126. Smith Bradley N, Ticozzi N, Fallini C, et al. Exome-wide rare variant analysis identifies TUBA4A mutations associated with familial ALS. Neuron 2014;84:324–331.

127. Smith BN, Vance C, Scotter EL, et al. Novel mutations support a role for Profilin1 in the pathogenesis of ALS. Neurobiol Aging 2014 Oct 31 [Epub ahead of print].

129. Jansson D, Rustenhoven J, Feng S, et al. A role for human brain pericytes in neuroinflammation.
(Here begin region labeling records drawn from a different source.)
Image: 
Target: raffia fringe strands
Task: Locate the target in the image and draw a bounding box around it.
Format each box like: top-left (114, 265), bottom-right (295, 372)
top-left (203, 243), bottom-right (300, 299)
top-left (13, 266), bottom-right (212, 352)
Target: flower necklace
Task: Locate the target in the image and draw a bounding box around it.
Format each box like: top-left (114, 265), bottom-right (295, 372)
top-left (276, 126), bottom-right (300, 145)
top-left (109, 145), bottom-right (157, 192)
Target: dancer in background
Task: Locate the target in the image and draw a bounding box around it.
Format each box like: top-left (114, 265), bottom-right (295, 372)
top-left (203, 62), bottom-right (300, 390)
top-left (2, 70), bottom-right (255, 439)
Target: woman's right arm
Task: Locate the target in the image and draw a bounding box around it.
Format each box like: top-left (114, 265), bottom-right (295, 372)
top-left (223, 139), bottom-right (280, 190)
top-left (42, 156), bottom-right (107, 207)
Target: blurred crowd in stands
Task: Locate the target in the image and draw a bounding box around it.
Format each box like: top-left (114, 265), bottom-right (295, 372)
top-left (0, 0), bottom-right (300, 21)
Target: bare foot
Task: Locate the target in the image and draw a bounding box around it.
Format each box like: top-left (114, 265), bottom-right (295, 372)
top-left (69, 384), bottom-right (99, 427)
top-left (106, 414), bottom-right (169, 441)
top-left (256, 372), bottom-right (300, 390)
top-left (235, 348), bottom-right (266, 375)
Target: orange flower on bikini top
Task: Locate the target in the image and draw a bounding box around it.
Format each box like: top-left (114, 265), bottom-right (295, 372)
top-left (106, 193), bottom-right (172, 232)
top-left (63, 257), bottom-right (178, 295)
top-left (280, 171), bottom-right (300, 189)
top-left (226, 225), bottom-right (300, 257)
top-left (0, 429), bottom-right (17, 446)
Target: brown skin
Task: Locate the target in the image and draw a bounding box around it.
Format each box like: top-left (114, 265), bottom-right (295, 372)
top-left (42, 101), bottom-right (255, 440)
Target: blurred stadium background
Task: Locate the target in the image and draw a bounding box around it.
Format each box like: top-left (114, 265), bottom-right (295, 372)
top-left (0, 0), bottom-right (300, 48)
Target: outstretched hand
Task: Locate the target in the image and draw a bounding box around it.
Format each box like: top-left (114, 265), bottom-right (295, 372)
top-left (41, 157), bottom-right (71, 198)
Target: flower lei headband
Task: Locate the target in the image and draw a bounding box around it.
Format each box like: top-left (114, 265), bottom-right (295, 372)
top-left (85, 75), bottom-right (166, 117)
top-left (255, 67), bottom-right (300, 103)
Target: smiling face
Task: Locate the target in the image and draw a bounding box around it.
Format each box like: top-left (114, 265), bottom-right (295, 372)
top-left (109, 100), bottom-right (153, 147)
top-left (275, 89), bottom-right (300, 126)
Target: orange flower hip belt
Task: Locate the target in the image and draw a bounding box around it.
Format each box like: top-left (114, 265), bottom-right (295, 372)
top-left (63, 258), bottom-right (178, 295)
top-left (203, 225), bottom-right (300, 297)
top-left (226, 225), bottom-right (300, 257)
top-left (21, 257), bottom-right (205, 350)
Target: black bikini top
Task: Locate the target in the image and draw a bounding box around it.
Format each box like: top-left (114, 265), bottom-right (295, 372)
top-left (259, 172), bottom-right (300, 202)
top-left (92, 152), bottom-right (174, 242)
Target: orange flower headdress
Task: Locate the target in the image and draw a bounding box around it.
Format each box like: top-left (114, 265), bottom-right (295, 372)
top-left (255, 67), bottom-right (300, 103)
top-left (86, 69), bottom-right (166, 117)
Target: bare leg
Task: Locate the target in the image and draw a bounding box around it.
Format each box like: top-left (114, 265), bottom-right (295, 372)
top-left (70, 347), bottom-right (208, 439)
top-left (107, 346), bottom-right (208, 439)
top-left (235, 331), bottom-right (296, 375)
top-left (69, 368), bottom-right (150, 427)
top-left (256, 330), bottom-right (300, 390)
J Neuroinflammation 2014;11:104.

130. Synofzik M, Born C, Rominger A, et al. Targeted high-throughput sequencing identifies a TARDBP mutation as a cause of early-onset FTD without motor neuron disease. Neurobiol Aging 2014;35:1212 e1–5.

132. Mizielinska S, Lashley T, Norona FE, et al. C9orf72 frontotemporal lobar degeneration is characterised by frequent neuronal sense and antisense RNA foci. Acta Neuropathol 2013;126:845–857.

135. Polling S, Mok YF, Ramdzan YM, et al. Misfolded polyglutamine, polyalanine, and superoxide dismutase 1 aggregate via distinct pathways in the cell. J Biol Chem 2014;289:6669–6680.

160. Tsuiji H, Iguchi Y, Furuya A, et al. Spliceosome integrity is defective in the motor neuron diseases ALS and SMA. EMBO Mol Med 2013;5:221–234.